Carlyle school district ends in-person learning after court case bans quarantine order

CLINTON COUNTY — A Clinton County judge says a school district can’t keep a student from in-person education without an official quarantine order from the county public health department.

The Temporary Restraining Order against Carlyle CUSD #1 was issued Monday in separate cases brought by parents Jeanette Deichman and Ronald Peters on behalf of their minor children.

According to the judge, the Carlyle School District does not have the authority to quarantine students.

As a result, a temporary injunction was issued Monday in favor of two Carlyle Unit School District parents whose children had been quarantined.

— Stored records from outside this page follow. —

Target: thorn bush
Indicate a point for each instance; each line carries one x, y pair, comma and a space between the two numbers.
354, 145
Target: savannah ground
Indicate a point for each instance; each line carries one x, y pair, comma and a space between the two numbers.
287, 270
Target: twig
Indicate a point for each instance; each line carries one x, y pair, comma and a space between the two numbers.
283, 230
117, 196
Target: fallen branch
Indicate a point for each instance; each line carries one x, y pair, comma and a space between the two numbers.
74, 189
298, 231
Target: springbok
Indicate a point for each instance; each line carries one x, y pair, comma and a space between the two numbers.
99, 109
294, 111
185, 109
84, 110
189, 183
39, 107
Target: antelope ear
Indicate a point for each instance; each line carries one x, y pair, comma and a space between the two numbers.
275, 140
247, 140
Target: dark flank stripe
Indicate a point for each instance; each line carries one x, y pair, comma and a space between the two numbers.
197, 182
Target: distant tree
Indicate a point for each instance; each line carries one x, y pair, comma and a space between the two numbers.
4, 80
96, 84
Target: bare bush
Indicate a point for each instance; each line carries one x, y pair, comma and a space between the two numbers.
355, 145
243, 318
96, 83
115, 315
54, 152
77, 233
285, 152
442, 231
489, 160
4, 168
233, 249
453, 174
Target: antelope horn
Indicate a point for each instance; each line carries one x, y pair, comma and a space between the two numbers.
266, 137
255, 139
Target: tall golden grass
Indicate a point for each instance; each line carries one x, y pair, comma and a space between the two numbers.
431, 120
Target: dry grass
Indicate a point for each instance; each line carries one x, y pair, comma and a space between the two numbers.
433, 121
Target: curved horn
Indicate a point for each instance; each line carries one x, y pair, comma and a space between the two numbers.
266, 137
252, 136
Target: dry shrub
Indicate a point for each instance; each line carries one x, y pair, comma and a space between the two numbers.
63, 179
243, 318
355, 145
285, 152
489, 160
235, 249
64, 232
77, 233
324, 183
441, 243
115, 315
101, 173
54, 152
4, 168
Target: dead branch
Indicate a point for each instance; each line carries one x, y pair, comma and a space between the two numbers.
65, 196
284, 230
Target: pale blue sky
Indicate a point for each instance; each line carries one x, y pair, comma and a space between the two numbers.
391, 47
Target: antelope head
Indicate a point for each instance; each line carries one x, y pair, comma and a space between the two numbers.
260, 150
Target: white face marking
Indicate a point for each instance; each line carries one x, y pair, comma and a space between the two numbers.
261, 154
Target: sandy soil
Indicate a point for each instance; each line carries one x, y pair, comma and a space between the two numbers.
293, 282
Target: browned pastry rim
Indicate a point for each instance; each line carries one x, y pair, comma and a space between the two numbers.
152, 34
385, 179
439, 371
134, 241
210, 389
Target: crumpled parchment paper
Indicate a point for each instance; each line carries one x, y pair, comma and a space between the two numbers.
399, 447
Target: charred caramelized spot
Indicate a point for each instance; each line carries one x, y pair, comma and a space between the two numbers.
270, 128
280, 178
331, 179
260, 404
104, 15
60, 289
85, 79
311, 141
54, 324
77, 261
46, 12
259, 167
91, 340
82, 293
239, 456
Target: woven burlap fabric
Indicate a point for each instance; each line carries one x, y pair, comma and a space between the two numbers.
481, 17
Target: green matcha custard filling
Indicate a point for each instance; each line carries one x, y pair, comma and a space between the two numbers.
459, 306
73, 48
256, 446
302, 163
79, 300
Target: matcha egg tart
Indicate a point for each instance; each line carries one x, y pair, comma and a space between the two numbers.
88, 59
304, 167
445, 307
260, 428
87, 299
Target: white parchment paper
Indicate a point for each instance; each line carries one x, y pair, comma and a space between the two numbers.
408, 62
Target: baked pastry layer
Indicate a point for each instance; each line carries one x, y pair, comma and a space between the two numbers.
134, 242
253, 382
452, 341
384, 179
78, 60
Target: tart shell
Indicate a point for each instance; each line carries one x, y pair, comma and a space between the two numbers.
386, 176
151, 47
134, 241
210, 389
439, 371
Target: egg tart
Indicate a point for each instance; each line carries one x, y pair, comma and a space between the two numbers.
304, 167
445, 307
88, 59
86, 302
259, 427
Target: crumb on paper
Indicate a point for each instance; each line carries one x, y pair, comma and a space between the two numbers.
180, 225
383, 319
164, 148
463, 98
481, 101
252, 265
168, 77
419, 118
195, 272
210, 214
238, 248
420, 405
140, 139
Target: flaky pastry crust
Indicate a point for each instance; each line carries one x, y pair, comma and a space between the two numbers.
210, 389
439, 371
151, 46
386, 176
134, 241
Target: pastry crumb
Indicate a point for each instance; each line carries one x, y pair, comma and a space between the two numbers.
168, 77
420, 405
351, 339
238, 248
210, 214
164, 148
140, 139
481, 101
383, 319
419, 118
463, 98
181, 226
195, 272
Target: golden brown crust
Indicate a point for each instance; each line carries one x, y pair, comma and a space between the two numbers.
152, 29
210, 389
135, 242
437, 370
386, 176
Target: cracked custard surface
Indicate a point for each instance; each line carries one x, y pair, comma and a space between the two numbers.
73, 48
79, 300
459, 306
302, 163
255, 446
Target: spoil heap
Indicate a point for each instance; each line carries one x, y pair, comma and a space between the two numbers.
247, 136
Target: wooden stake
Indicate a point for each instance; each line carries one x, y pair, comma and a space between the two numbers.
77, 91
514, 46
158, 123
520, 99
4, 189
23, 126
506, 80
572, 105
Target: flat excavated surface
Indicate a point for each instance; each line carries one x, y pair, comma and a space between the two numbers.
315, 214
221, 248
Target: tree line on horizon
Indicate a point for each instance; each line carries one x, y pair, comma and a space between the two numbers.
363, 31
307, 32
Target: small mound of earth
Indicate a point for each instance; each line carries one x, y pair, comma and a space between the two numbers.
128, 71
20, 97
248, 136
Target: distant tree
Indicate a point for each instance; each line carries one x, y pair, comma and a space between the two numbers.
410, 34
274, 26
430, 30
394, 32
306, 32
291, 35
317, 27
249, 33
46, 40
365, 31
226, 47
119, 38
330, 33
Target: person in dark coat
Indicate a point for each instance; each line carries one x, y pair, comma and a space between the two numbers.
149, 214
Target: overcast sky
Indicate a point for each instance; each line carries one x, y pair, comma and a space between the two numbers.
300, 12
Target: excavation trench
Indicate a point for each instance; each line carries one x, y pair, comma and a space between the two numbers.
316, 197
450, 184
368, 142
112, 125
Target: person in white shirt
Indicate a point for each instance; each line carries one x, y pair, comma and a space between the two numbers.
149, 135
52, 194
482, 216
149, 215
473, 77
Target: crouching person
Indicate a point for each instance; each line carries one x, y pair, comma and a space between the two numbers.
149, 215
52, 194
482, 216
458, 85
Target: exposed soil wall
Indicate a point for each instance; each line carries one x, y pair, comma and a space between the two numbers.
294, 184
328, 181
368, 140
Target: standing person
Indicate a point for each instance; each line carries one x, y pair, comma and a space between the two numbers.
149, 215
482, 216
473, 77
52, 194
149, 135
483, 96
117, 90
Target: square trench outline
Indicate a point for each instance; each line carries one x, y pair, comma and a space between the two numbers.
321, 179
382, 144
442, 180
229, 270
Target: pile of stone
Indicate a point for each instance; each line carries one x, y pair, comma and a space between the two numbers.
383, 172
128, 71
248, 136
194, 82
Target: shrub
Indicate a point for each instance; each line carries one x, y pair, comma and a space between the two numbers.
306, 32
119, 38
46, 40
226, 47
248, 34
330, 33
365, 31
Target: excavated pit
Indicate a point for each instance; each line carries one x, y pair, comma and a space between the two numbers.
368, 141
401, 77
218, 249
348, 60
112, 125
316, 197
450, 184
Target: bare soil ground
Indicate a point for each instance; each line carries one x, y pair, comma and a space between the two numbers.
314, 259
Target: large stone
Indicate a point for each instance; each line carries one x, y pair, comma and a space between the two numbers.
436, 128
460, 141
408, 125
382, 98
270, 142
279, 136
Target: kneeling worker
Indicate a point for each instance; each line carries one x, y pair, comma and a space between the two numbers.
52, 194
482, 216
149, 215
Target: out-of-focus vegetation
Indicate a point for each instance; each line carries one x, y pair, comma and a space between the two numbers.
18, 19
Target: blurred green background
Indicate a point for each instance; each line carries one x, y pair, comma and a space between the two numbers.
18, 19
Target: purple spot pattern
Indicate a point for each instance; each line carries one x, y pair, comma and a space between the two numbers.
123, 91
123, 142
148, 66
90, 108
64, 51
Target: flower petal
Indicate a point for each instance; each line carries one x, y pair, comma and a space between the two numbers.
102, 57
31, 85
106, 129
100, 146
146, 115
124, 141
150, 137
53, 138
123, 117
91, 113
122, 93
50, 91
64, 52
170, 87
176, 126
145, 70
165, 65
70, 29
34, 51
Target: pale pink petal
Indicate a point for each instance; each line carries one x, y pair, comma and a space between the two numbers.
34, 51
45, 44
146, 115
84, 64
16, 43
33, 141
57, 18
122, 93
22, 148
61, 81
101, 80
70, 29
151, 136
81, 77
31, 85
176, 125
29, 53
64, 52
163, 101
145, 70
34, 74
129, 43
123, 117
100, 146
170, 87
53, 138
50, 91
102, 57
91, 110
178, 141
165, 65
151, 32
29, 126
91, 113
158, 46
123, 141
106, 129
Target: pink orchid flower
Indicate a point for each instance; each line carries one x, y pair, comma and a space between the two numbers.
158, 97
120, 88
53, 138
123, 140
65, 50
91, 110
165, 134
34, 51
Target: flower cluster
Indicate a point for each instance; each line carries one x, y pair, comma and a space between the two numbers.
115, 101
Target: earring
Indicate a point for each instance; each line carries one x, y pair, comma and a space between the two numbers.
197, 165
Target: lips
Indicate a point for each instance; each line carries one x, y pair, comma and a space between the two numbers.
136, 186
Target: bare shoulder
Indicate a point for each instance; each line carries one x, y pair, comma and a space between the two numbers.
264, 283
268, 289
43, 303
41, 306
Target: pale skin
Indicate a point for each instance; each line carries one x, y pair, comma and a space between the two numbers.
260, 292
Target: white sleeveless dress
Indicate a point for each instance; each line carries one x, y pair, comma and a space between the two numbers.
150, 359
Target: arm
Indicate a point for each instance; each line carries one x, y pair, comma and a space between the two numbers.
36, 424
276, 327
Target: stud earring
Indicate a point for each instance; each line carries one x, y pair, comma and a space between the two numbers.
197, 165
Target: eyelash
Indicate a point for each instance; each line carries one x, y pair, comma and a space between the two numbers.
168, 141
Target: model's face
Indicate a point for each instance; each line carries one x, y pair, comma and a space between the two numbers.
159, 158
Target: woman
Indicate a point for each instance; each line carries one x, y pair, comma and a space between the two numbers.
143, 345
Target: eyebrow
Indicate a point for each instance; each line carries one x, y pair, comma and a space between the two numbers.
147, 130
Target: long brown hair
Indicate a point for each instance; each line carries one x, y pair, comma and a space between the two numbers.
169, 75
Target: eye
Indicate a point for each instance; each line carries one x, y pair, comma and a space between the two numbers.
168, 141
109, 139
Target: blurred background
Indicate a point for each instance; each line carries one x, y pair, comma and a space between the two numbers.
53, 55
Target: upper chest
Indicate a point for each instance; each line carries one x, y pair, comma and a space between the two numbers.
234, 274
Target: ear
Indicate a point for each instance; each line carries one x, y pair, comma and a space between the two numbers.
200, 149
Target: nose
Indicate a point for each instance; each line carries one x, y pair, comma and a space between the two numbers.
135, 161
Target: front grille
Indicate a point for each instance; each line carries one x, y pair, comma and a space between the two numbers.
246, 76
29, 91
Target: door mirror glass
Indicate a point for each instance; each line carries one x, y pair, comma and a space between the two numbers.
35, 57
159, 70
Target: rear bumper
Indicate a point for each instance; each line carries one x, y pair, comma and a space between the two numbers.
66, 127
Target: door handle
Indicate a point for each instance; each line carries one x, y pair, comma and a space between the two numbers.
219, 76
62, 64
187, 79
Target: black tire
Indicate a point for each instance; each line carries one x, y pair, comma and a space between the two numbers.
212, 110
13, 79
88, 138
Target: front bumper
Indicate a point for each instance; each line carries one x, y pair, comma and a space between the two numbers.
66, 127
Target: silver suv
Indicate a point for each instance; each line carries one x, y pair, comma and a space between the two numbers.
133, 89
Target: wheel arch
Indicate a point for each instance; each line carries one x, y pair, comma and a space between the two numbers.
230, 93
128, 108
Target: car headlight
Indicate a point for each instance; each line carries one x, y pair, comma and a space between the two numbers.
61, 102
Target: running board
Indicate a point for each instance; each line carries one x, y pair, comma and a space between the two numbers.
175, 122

Carlyle has been hard hit by the coronavirus, with more than 40 students testing positive and at least another 200 being listed as close contacts.

The attorney for the parents, Thomas DeVore, says the law is clear that only a county health department can quarantine a student and tell them when they can return to class.

He argued the school district could not take over the role of quarantining students just because they were not getting the assistance they wanted from the county health department.

However, the judge did state that nothing in the order “shall be construed to prohibit the District from implementing a school-wide, or district-wide, remote learning program.”

And that’s exactly what Carlyle Community Unit School District #1 has done. The district has sent everyone – including the children of the court litigants — home for remote learning.